Basis for this ex officio investigation is Article 57(1)(a), which gives the supervisory authorities the task to monitor and enforce compliance with the GDPR and Article 58(1)(a), which empowers supervisory authorities to order the controller and the processor, and, where applicable, the controller's or the processor's representative, to provide any information the supervisory authority requires for the performance of its tasks.
Carrying out ex officio investigations is a long-standing tradition in the AP. Each year, the AP sets a list of enforcement priorities, typically by sector or topic, that may or may not be followed by an ex officio investigation in randomly selected organizations in the designated focus sectors. For an investigation to occur, there does not need to be a complaint filed nor any other indication of wrongdoing.
It is worth noting that the AP uses "system supervision" as its primary enforcement strategy. Part of this strategy is to focus on compliance with GDPR requirements that act as safeguards in organizations to become and stay compliant with the GDPR, especially regarding the vague requirements in Chapter 2. Most of those safeguards are mentioned in Chapter 4, like the appointment of a data protection officer, the existence of a data register, the execution of data protection impact assessments, codes of conduct, and certification schemes. This way, the AP seeks to create ripple effects in the sectors in which it exercises its enforcement powers.
The private sector investigation into compliance with Article 30 of the GDPR comes not even two months after another ex officio investigation into public sector compliance with the requirement to appoint a data protection officer in each public authority or body. The AP compared the list of DPO’s notified to the AP with the official list of public sector organizations. The result: Of the more than 400 public sector organizations in the Netherlands, 4 percent had not yet appointed a DPO by June 1.
What is interesting in this case is the fact that multiple official lists circulate in the Netherlands as to which organizations qualify as public-sector organizations. Apparently, the list of public sector organizations compiled under the PSI Directive (2003/98/EC on the reuse of public sector information) seems to be wider than the list used by the AP. The difference seems to be whether a public-sector organization exercises public authority. If so, Article 37(1)(a) requires such organization to appoint a DPO. By using the more limited list, the AP has indirectly sent a message that the public-sector organizations on the PSI list that do not wield public authority do not need a DPO. This seems to be consistent with the idea behind Article 37(1)(a): Exercising public authority creates risks for the rights and freedoms of data subject with regard to the processing of their personal data, so the appointment of a DPO is required.
In the private sector, where there is no DPO requirement for most organizations, the main driver for GDPR compliance is the data registry (Article 30): knowing what data the organization has and why. In many organizations, it is the first activity to become compliant with the GDPR. Therefore, the AP’s choice to start its enforcement focusing on compliance with Article 30 seems logical.

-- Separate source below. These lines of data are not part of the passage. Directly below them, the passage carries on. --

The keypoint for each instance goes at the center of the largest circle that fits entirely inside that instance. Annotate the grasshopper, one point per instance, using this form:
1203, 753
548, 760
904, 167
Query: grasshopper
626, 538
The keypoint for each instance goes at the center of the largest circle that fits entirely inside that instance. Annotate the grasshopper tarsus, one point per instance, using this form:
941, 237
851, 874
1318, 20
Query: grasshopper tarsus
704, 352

It is expected that the results of the investigation will be published, probably without mentioning any names of organizations violating the Article 30 requirement, but with percentages or numbers and details of the violations in specific sectors. This should have a ripple effect on other organizations in those sectors, which is also part of the "system supervision" idea.

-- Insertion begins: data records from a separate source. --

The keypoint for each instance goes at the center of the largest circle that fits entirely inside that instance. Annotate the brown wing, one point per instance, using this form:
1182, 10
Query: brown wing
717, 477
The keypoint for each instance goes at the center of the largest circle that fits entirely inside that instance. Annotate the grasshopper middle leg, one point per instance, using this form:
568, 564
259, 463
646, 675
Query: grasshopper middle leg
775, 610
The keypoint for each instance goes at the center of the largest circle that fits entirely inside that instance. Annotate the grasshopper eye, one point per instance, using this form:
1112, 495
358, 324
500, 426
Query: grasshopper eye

The Dutch GDPR Execution Act, which governs the power of the AP, allows a fine to be issued in case of noncompliance, but it also allows the AP to issue a so-called "enforcement notice under penalty" in case of an established situation of noncompliance. In the latter case, organizations may be ordered to comply and demonstrate compliance within a set time frame (for instance, within 30 days) with a fixed penalty for each day or week that they fail to comply with such order. As there are no precedents, one can only speculate about which sanction the AP will apply in case any of the investigated organizations are found in breach of Article 30. Under the law, both can be applied at the same time, as a fine is punitive (i.e., punishing past or current behavior), and an enforcement order under penalty is corrective (i.e., forcing change of behavior), although this is rare.

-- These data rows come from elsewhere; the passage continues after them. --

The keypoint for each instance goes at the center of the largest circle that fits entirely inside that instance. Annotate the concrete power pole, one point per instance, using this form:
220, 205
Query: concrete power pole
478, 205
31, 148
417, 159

It should also be mentioned that an enforcement order under penalty is not only the more logical sanction for most Chapter 4 violations, as a violation is not likely to result in harm for the data subjects, but that it is also procedurally easier. On the other hand, where harm is expected or where noncompliance with Chapter 4 requirements is deemed unfair under Article 5, the maximum fine may duplicate (as a violation of Article 5 is in the highest category of fines, where Chapter 4 violations are in the lower category). Since we do not know which organizations are under investigation, and we don’t know the state of compliance in such organizations, we have no way of predicting the outcome of this investigation.
What is surprising (or maybe not) is that the AP has started this investigation right at the beginning of the school summer holidays in the Netherlands. Many of the people who know how to deal with the investigation and who are familiar with the Article 30 data registry in their organizations will likely be on holiday. This means that the AP, intentionally or not, indirectly also tests the maturity and effectiveness of each organizations’ GDPR compliance programs as required under Article 24 of the GDPR. Thus, the AP is sending a message that GDPR compliance isn’t just about being compliant on paper (aka "window dressing") but requires real and effective compliance policies and procedures in organizations.